Wednesday, February 16, 2011

Borders Trilogy: I'll tell you how it ends.

So Borders capitulates, and thus begins the inevitable transition we have all long anticipated to become smaller, leaner and possibly profitable. The company is now embarking on the third phase of its' existence which has seen it pass through the innovative, entrepreneurial, mercurial phase represented by the founders Tom and Louis Borders to the second kicked off by their IPO and subsequent purchase by K-Mart to this third phase from which they are unlikely to emerge.

The middle or second phase is what got this business in trouble and anyone working with Borders over the past 10-15yrs (as I have) must have seen this was a dead bookseller walking over that time. Make no mistake: This was inevitable. Serial management teams with no real experience intent on "disruption" and "reinvention" which were all "strategies" that hid their inability to understand and address their market effectively. So poor were these teams that even with 'retail' experience they continued a retail expansion plan that's proven so expensive it can't sustain the core business. If that wasn't enough they proved unable to manage inventory and to understand demand in any effective manner. They believed implementing new technology was the key but implemented a set of software tools that not only contributed to their problems it caused even bigger ones.
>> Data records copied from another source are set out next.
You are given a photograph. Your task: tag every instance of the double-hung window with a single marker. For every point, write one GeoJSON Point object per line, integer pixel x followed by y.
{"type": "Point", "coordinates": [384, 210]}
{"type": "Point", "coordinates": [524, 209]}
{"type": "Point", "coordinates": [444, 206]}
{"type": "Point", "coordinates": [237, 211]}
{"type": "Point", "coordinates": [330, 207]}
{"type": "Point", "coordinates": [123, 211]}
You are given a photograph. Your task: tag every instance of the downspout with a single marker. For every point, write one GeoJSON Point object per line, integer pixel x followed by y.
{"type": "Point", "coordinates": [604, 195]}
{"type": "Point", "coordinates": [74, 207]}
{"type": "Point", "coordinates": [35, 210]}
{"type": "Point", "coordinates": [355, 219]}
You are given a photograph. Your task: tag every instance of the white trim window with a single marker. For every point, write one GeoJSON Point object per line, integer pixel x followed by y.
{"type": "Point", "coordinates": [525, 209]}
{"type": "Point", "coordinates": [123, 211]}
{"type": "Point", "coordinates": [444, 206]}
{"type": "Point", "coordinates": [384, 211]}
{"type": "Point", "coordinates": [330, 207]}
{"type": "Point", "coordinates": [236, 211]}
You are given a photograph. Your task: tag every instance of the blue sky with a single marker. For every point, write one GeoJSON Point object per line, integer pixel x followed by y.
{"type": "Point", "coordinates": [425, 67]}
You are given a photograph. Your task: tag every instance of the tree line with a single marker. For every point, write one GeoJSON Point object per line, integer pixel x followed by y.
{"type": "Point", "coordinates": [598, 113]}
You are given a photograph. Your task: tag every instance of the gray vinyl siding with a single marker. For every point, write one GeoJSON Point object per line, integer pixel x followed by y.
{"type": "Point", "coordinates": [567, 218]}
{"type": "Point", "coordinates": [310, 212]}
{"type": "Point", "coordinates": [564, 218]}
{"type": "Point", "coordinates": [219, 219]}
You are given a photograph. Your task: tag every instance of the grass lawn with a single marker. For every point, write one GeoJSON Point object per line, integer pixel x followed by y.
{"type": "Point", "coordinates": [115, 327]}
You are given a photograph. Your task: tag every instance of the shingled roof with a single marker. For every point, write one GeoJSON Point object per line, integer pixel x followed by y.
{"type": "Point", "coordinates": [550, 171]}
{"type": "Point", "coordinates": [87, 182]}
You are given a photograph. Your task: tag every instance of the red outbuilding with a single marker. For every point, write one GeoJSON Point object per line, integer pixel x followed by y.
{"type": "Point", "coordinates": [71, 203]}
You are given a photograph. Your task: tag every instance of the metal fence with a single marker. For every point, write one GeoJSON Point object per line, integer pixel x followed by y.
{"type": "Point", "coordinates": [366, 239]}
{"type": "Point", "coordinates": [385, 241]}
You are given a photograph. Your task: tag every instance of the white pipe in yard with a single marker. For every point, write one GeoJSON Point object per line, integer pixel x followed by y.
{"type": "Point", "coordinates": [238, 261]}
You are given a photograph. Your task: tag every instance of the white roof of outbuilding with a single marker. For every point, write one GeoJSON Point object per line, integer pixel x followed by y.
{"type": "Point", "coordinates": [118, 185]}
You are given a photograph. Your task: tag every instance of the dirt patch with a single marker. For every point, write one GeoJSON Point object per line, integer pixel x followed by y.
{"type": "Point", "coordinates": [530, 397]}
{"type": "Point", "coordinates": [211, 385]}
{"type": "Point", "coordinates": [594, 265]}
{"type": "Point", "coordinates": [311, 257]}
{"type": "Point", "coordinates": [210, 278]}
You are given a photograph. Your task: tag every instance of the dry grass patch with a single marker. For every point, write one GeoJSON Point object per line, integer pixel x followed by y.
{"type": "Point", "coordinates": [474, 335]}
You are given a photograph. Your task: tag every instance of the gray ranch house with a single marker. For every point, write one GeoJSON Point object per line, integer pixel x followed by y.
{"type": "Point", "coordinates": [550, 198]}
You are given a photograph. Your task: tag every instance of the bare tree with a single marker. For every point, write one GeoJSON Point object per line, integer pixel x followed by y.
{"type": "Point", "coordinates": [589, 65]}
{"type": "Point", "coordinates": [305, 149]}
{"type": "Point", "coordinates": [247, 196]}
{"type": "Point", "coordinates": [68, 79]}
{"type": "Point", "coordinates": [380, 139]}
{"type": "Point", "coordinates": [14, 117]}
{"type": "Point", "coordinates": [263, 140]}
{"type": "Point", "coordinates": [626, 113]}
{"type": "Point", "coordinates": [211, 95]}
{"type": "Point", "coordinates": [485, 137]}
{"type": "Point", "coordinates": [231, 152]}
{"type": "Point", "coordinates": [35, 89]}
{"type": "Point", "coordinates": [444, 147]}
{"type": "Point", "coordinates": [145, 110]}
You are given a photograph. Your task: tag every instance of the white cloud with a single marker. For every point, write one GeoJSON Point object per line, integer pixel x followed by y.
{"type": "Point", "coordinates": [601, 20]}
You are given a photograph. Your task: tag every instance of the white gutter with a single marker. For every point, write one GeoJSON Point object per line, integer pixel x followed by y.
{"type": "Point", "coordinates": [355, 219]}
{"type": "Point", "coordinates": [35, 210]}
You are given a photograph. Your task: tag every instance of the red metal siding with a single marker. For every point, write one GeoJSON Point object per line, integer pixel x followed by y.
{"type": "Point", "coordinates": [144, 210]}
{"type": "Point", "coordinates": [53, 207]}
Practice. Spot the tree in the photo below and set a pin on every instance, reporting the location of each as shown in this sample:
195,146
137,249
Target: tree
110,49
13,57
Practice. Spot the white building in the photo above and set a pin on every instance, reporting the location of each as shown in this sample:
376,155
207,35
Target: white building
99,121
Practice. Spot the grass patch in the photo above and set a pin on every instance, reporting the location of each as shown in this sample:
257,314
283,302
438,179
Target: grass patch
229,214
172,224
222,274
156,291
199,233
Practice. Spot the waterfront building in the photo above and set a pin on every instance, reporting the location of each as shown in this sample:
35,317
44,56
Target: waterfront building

Long since abandoned, that experience pales in comparison to their biggest mistake (and in the context of Borders this is saying something) which was to 'invest' in the internet via a deal with Amazon. It would be like American investing in air travel by sending all their customers to Jet Blue. A legion of baffling decisions yet this one has a bizarre coda: At a time when the internet book selling market is essentially lost and their physical retail presence under significant threat the company decided to start a book selling web site and in the process wasted cash and management time and expertise in the process.

Will Borders exit bankruptcy? That's an open question. Certainly the economy is staggering into a recovery which could give investors some encouragement but the book market is migrating rapidly away from physical books and therefore the horizon is very short for any investment to return capital - like three years short in my view. So gone is the 'comfort' that an investor might have that in the worst of circumstances they could sit on the investment for five or so years. That's off the table. Alternatively, Borders could rebuild around digital content; however, we know that's closed off to them to because of (non)decisions made long ago. I expect liquidation is a distinct possibility and then the question becomes what happens to all that stock?